14 de Abril de 2024, 08h:40 - A | A

JUDICIÁRIO / BLOQUEIO INJUSTIFICADO

Justiça derruba indisponibilidade de chácara que pertencia a esposa de Fabris

Decisão derrubou indisponibilidade de chácara devido ao fato da propriedade ter sido vendida por Anglisey Fabris antes do bloqueio judicial

Ari Miranda
Única News



A juíza Celia Regina Vidotti, titular da Vara Especializada em Ações Coletivas, derrubou a indisponibilidade de bem de uma chácara que pertencia à esposa do ex-deputado Gilmar Fabris, Anglisey Volcov Fabris, alvo de uma ação por improbidade administrativa. de iniciais A. J. P, o verdadeiro dono do imóvel, situado na região de Sinop (500 de Cuiabá), entrou com o pedido e no entendimento da magistrada, ficou comprovada a sua posse.

Em seu recurso, A. J. P relatou que, no âmbito de uma ação civil de responsabilidade por ato de improbidade administrativa, foi determinada a indisponibilidade de bens de Fabris e Anglisey, que incluiu a propriedade, denominada ‘Chácara LL’, sob o argumento de que seria um imóvel pertencente à mulher do ex-deputado estadual.

“O referido imóvel foi entregue inicialmente pela embargada Anglisey em acordo de ação trabalhista, em 25/08/2008, para o Sr. L.A.O., que posteriormente, vendeu o imóvel para a Sra. L.L.F., em 05/12/2010, a qual vendeu parte do imóvel (4,0454 hectares) para o embargante em 17/05/2022”, explicou a defesa do autor do recurso.

Também foram adicionados ao processo todos os documentos que comprovam que o bem não pertencia mais a Anglisey, que se manifestou, concordando com a decisão da juíza e pontuando que “a sucessão dos contratos demonstrou que o embargante é possuidor do imóvel”.

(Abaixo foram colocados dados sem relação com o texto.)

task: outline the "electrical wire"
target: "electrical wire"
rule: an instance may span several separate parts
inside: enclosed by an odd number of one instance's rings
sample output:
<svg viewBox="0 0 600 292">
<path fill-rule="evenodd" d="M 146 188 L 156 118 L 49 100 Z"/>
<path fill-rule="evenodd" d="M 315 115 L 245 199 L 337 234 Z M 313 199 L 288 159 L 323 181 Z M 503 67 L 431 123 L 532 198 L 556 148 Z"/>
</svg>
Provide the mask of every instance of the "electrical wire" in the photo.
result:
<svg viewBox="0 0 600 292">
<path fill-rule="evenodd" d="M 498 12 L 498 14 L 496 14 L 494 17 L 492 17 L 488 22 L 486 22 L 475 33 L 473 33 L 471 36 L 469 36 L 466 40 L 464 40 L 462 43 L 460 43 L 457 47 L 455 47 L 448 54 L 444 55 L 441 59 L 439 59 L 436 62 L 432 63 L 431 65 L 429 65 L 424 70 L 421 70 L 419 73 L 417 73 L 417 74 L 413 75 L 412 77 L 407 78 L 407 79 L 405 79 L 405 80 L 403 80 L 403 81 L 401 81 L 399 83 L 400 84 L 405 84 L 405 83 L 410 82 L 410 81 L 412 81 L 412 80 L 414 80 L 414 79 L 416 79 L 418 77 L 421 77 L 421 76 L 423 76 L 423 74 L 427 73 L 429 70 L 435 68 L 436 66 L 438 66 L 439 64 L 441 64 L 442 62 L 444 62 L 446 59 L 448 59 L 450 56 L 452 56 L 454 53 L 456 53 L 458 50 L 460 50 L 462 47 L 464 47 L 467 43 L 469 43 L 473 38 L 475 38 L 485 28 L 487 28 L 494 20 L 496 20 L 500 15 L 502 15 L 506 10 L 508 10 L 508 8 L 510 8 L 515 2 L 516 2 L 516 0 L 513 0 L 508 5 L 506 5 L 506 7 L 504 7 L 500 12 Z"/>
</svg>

Além disso, o Ministério Público de Mato Grosso (MPMT) também constatou que foram apresentados documentos suficientes que demonstraram a compra e venda do bem em questão e que o bloqueio não atingiu o bem pertencente a Anglisey e, assim, se manifestou pela liberação do imóvel.

“O embargante é legítimo proprietário e possuidor do imóvel denominado de chácara LL, [...]. Se não bastasse a documentação trazida pelo embargante, observa-se, ainda, que o contrato de compra e venda do imóvel, firmado pela embargada Anglisey se ultimou em 2010, ou seja, o bem já não lhe pertencia antes mesmo do ajuizamento da ação civil”, cita a magistrada.

Por entender que o bloqueio do bem foi injustificado, a magistrada julgou parcialmente procedentes os embargos e determinou o cancelamento parcial da indisponibilidade.

CARTAS MARCADAS

A ação civil que tinha bloqueado o bem é derivada da operação “Cartas Marcadas” e foi proposta pela Justiça em novembro de 2014. A operação revelou um esquema de fraude por parte de agentes da administração fazendária, por meio de cartas de créditos supostamente indevidas e supervalorizadas.

Além de Fabris, também foram indiciados na operação o ex-secretário estadual de Fazenda Éder Moraes, o ex-procurador-geral do estado, Dorgival Veras Carvalho e dois procuradores do estado.